We had a few pounds of diced lamb left in the freezer from our bulk shop at the local butchers this month. So, combined with the root vegetables left in the bottom of the basket, we have created a 'no-fuss' lamb stew.
Perfect comfort food for the colder nights.
With no added stock and cream it is completely gluten- and dairy-free, as well as paleo and fairly low on the FODMAP scale.
- 2lbs of diced lamb
- one garlic bulb
- 2lb parsnips
- 2lbs carrots
- 3 stalks of celery
- Inch of fresh ginger
- 2lbs sweet potato
- Large tbsp raw honey
- salt and pepper to taste
- 2.5 pints water
- 1tbsp mixed herbs
- Fry the meat off in a large pan until browned
- Add the water, cover and simmer for 90 minutes, or until meat tender
- Chop all the vegetables in to bite-size chunks
- Add all the vegetables to the pot
- Peel and grate the fresh ginger in to the pot
- Season with the herbs, salt, pepper and add a good tablespoon of turmeric
- Peel all the garlic and rough chop, add to pot
- Stir in the large spoonful of honey
- Simmer for 45 minutes or until all the vegetables and potatoes are soft (or as crunchy as you like).

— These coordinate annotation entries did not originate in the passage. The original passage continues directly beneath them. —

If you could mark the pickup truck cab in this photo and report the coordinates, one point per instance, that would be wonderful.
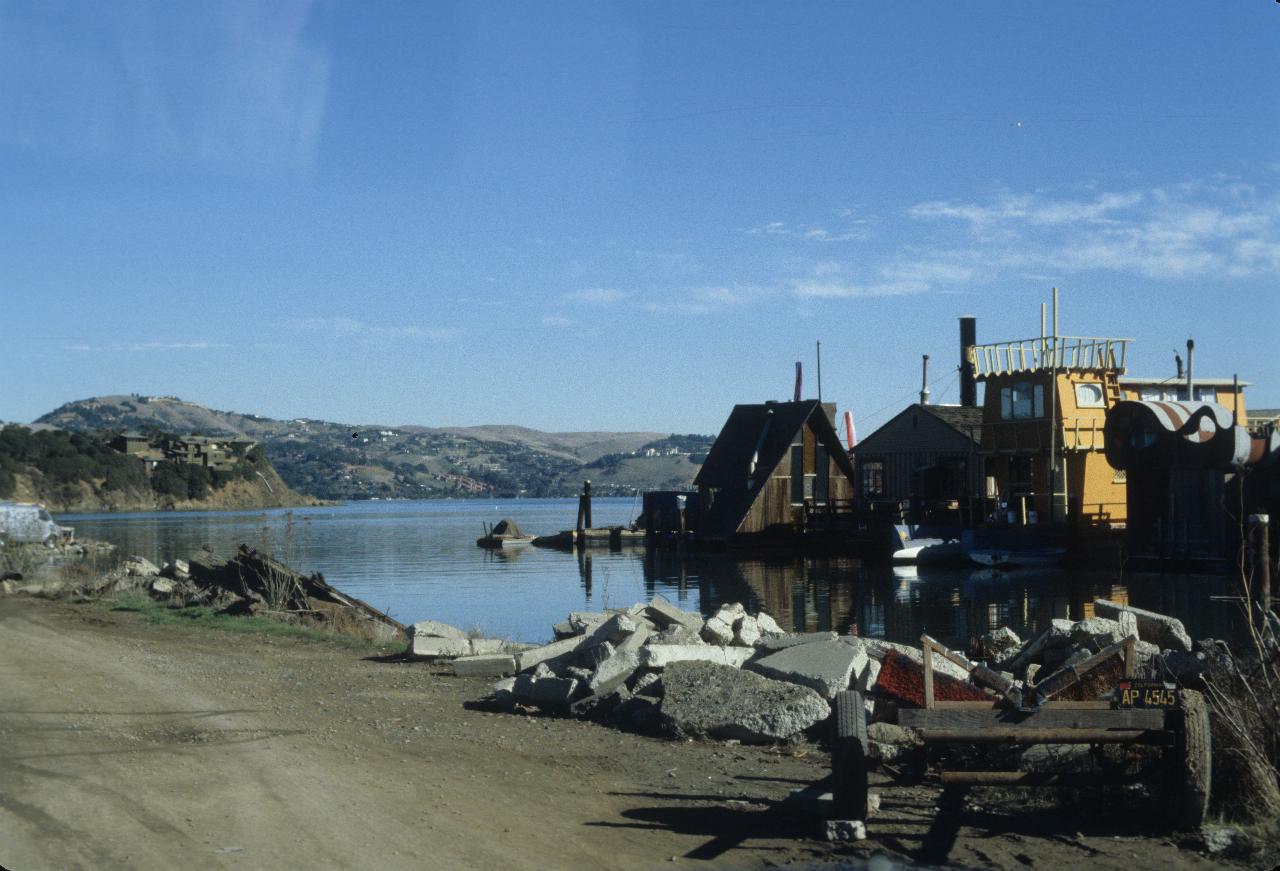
(24, 521)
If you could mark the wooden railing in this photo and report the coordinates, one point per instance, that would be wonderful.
(1043, 354)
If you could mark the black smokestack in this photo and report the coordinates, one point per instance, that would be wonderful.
(968, 338)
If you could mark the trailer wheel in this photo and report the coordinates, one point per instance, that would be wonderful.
(849, 757)
(1193, 764)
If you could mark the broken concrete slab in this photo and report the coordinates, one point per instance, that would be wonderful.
(583, 621)
(717, 630)
(556, 653)
(663, 656)
(648, 684)
(615, 671)
(1155, 628)
(677, 635)
(489, 665)
(613, 629)
(434, 629)
(773, 643)
(666, 615)
(703, 698)
(163, 586)
(433, 647)
(140, 566)
(827, 667)
(1057, 634)
(877, 648)
(746, 632)
(767, 625)
(1097, 633)
(999, 642)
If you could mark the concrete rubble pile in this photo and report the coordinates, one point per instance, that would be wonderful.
(735, 675)
(659, 669)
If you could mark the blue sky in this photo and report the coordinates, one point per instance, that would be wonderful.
(621, 215)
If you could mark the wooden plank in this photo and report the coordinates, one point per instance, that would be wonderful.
(1031, 779)
(1043, 717)
(1025, 735)
(928, 673)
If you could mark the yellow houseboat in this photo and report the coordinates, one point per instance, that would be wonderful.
(1045, 407)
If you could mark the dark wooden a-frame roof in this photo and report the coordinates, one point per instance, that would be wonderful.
(728, 464)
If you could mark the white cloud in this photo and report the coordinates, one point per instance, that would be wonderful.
(705, 300)
(1188, 231)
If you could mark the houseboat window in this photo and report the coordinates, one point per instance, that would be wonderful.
(873, 478)
(1089, 396)
(1173, 393)
(1022, 401)
(822, 478)
(798, 473)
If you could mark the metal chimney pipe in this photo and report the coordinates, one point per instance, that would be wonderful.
(968, 338)
(1191, 377)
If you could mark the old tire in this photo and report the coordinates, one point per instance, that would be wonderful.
(1196, 762)
(849, 757)
(851, 716)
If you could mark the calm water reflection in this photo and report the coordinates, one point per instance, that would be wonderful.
(419, 560)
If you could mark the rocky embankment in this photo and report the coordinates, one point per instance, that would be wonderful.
(657, 669)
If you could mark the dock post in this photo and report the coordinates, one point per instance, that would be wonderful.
(584, 507)
(1260, 559)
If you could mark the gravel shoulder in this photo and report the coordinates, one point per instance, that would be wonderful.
(135, 746)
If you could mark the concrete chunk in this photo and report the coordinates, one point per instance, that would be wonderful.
(1155, 628)
(435, 629)
(615, 671)
(583, 621)
(662, 656)
(876, 648)
(666, 615)
(999, 642)
(1097, 632)
(485, 665)
(767, 625)
(702, 698)
(771, 644)
(556, 652)
(433, 647)
(613, 629)
(827, 667)
(716, 630)
(544, 692)
(746, 632)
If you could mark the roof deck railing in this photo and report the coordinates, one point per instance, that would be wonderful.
(1048, 352)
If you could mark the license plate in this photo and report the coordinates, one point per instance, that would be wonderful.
(1146, 693)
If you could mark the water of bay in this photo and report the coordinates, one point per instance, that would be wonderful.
(419, 560)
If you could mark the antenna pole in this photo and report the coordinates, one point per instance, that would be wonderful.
(819, 372)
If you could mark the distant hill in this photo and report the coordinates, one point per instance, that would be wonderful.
(351, 461)
(69, 470)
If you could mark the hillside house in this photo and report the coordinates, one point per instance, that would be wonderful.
(771, 468)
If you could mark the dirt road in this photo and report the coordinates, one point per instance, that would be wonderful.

- Keep an eye on the liquid level and top to just cover throughout cooking and simmering
- Serve while still liquid and large chunks - or simmer down and mash if you prefer a thicker consistency
You really can add most of what you like to this pot, as long as you allow the meat to cook through first and the best time for the vegetables to cook after. It is easy to freeze in portion size bags once made and can be taken out in serving sizes as needed to defrost and reheat thoroughly before eating.